Sabtu, 15 Agustus 2015

Terobosan Di Awal Tahun Pelajaran


          Di awal tahun pelajaran 2015-2016, Mendikbud membuat terobosan yang sebenarnya tidak terlalu mengejutkan bagi para guru atau dunia pendidikan pada umumnya. Menteri Pendidikan Dasar dan Menengah mengeluarkan Peraturan Menteri Nomor 21 Tahun 2015 tentang Penumbuhan Budi Pekerti. Permendikbud tersebut seperti penegasan kembali pentingnya penanaman nilai-nilai luhur, budi pekerti, karakter. Sebab apa yang yang ditegaskan dalam permendikbud sebenarnya telah dilakukan oleh guru dan sekolah, tentu tidak semua. Artinya ada juga yang belum dilaksanakan.

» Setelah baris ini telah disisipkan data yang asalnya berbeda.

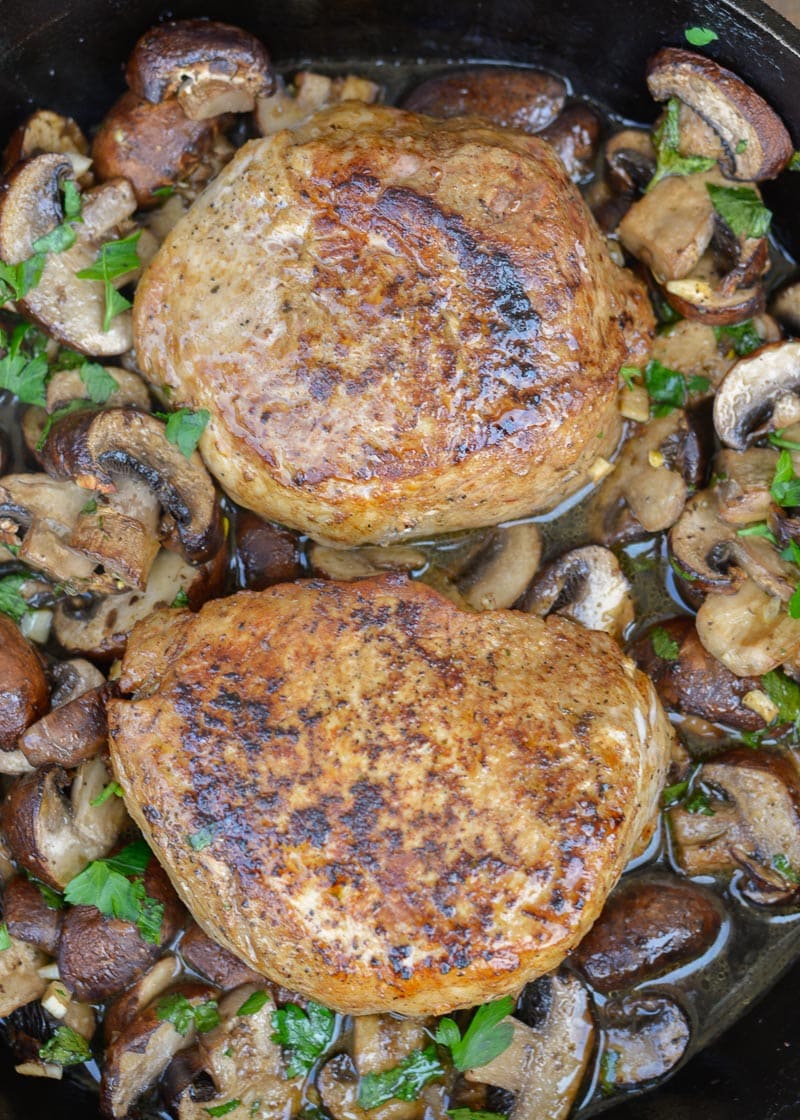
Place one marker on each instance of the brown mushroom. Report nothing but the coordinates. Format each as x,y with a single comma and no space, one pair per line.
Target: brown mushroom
528,100
156,147
587,586
96,448
561,1045
756,143
24,691
55,838
649,926
70,309
30,916
99,955
142,1051
645,1036
689,680
760,392
212,68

          Namun demikian, upaya Kemendikbud dalam penumbuhan budi pekerti pada siswa harus diapresiasi oleh semua pihak terkait. Kalangan pendidik harus lebih serius memperhatikan, menyikapi  hal-hal yang ditekankan, ditegaskan dalam permendikbud tersebut. Ini dapat dijadikan evaluasi bersama bahwa apa yang telah dilakukan selama ini seperti upacara bendera, berdoa sebelum belajar, bersalaman saat masuk dan keluar kelas, dan lainnya belum terlihat hasilnya secara maksimal. Alasan ini yang barangkali melatar belakangi lahirnya Permendikbud Nomor 21 tahun 2015 itu.

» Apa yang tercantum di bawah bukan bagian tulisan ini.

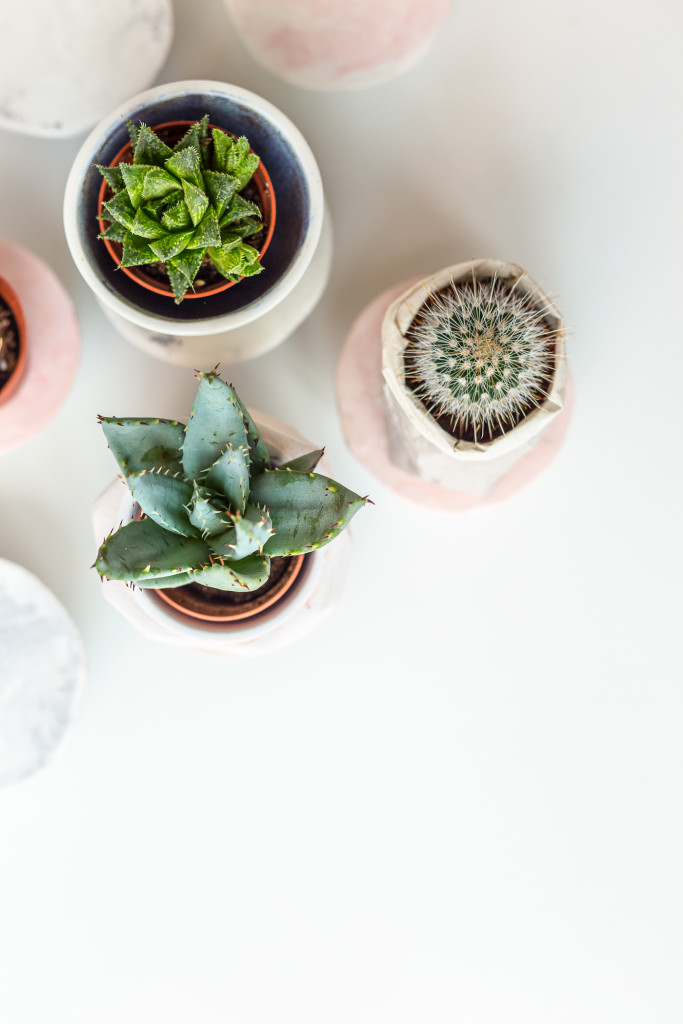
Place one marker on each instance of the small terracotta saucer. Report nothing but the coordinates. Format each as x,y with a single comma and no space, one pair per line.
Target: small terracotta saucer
360,400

          Kemudian Permendikbud juga harus dimaknai sebagai peringatan untuk semua, terutama  pendidik dan orang tua bahwa penanaman nilai-nilai, karakter, budi pekerti membutuhkan waktu panjang. Yakni sebuah proses yang terus menerus dilakukan, berupa pembiasaan yang diharapkan menjadi  karakter peserta didik. Pembiasaan memerlukan lingkungan. Nah, menjadi tanggung jawab semua (di sekolah, di rumah, di masyarakat) untuk menciptakan lingkungan yang baik serta kondusif bagi berkembangnya pembiasaan-pembiasaan nilai-nilai positif. Lingkungan yang mendukung akan mempercepat pembiasaan nilai, budi pekerti menjadi karakter.

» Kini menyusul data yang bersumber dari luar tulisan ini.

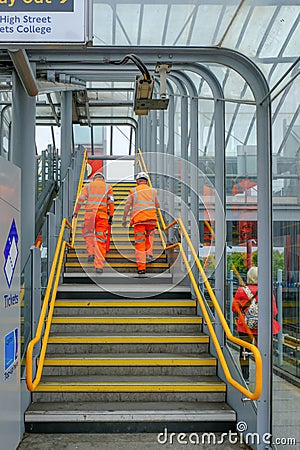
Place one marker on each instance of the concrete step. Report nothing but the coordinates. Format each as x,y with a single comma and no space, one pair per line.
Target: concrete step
149,290
138,364
124,307
95,342
125,324
122,266
134,388
116,417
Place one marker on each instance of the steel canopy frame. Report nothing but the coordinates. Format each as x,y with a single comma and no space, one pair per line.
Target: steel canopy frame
94,63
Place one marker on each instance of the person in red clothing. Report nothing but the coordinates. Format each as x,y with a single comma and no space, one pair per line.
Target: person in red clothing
99,211
240,305
142,201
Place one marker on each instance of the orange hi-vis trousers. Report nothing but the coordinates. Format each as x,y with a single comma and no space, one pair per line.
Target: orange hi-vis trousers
88,231
101,228
143,240
94,232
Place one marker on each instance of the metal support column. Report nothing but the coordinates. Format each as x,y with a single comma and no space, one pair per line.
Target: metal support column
66,132
23,155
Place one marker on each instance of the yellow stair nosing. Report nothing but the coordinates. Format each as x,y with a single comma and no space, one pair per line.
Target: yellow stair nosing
127,320
127,361
126,339
132,387
128,265
137,303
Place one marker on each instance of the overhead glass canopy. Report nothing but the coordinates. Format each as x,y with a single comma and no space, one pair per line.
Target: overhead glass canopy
266,31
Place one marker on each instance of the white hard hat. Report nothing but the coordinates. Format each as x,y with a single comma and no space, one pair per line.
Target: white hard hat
98,175
141,175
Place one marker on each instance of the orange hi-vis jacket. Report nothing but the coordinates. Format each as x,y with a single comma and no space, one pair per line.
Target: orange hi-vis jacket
98,198
143,200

Terobosan, Permasalahan dan solusi
          Di samping sesuatu  yang biasa dilakukan seperti upacara bendera, berdoa sebelum dan sesudah belajar, bersalaman saat masuk dan pulang sekolah, dalam Permendikbud Nomor 21 Tahun 2015 tentang penumbuhan budi pekerti,  ada juga hal-hal baru yang dapat dikategorikan sebagai sebauh terobosan di dunia pendidikan kita saat ini. Terobosan ini menjadi istimewa karena diberlakukan di awal tahun pelajaran 2015-2016 ini. Berikut terobosan-terobosan itu. Pertama, keharusan orang tua mengantar anaknya di awal masuk sekolah. Ini berlaku buat semua peserta didik, tidak hanya siswa baru. Kalau bagi peserta didik baru kita sudah sering melihatnya, terutama di sekolah dasar atau sebagaian siswa baru pada tingkat menengah pertama. Untuk SLTA, kita jarang menemukannnya. Dalam peraturan Menteri tersebut semua peserta didik (baru atau lama) di semua tingkatan (SD, SLTP, SLTA) saat hari pertama sekolah harus diantar oleh orang tua mereka. Tidak cukup hanya itu. Mereka (orang tua) juga diminta menitipkan anak-anaknya pada guru di sekolah. Seperti serah terima tanggung jawab, masing-masing dari mereka (orang tua-guru) harus memahami kewajiban dan hak masing-masing baik saat anak-anak di sekolah atau di rumah. Kedua belah pihak diharapkan dapat bekerja sama dalam membimbing, mengajar, dan mendidik mereka.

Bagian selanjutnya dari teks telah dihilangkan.